Figure 4. Mechanisms of hemoglobin oxidation and control

The scheme begins with the process of autoxidation that occurs inside and outside the RBCs. This process proceeds at much higher rates in circulation with minimum antioxidant and reductive mechanisms. Fueled by H₂O₂ free Hb will undergo a series of redox events, generating higher more reactive oxidative species, such ferryl and ferryl radicals. Oxidative changes that follow will ultimately led to unfolding of the protein and heme loss. Heme stimulates endothelial TLR4 singling and downstream oxidative responses which ultimately lead to altered cell metabolism. The scheme also outlines and contrasts the role of globin and heme scavengers at different stages to intercept the process of Hb oxidation. Starting within the erythroid, AHSP which locks newly synthesized α subunits in a stable hexacoordinate configuration unable to react with oxidants thus preventing subunits degradation [51]. This will enable α and β subunits to form first Hb tetramer in these cells. Hp on the other hand allows the αβ dimer to consume oxidants while in the meantime the Hb-Hp complex diffuses the emerging and damaging radicals and likely inhibiting heme loss from the complex. Hxp, a heme-binding scavenger forms the second line of defense against excess heme and when first line of scavengers of Hb such as Hp is overwhelmed. Hpx sequester heme in a hexacoordinate conformation in a complex with a 1:1 stoichiometry. Multiple other proteins such albumins, lipoproteins and A1M can bind and effectively remove some of the released heme [52].

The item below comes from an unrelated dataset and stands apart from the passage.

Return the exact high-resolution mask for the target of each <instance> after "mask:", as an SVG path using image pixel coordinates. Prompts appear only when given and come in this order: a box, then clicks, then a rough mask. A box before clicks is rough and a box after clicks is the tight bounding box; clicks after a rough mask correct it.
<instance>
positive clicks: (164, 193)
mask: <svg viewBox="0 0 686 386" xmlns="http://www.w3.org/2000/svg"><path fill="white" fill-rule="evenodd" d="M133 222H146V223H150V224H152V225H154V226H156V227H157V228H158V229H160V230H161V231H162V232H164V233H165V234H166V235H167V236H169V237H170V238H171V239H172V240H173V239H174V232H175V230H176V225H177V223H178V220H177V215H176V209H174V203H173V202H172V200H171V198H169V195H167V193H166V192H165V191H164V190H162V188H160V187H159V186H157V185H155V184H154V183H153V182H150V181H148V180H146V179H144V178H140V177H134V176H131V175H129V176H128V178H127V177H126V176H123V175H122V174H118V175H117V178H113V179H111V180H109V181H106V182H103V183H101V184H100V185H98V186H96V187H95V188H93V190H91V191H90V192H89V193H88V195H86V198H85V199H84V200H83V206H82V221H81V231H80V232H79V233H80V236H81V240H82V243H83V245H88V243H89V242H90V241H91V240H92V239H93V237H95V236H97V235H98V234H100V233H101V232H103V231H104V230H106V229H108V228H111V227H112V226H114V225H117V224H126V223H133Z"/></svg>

Figure I. Box 1. Gas exchange and performance of oxygen carriers

A) Gas exchange and transport by hemoglobin. Oxygen is carried from the lungs to the tissues by Hb, and CO₂ is carried back to the lungs. Part of CO₂ (∼20%) is carried on the amino termini of Hb as carbamino compounds (R-NH-COO⁻ + H⁺). The major mechanism for the transport of CO₂ to the lungs is carried out in the plasma, i.e in the plasma as HCO₃⁻ (∼80%). This reaction is catalyzed by the enzyme carbonic anhydrase (CA). DeoxyHb picks up those protons and aids in the formation of bicarbonate ions from CO₂ in the blood plasma. B) Oxygen equilibrium curves for some commonly used HBOCs compared with that of free hemoglobin and fresh red blood cells. OECs for several HBOCs compared with that of fresh RBCs (dotted red line) (P₅₀ = 29-30 mmHg) and an isolated purified Hb (HbA₀) (red line) (P₅₀ = 8-12 mmHg). Some maintained their classical sigmoidal shape, whereas others lack such an important property, and are either left or right shifted and some curves do not reach the saturation levels at higher oxygen tension (i.e P_O2 =100 mmHg) (see for example OECs of Hemolink and oxyglobin, an FDA approved HBOC for use in Veterinary Medicine).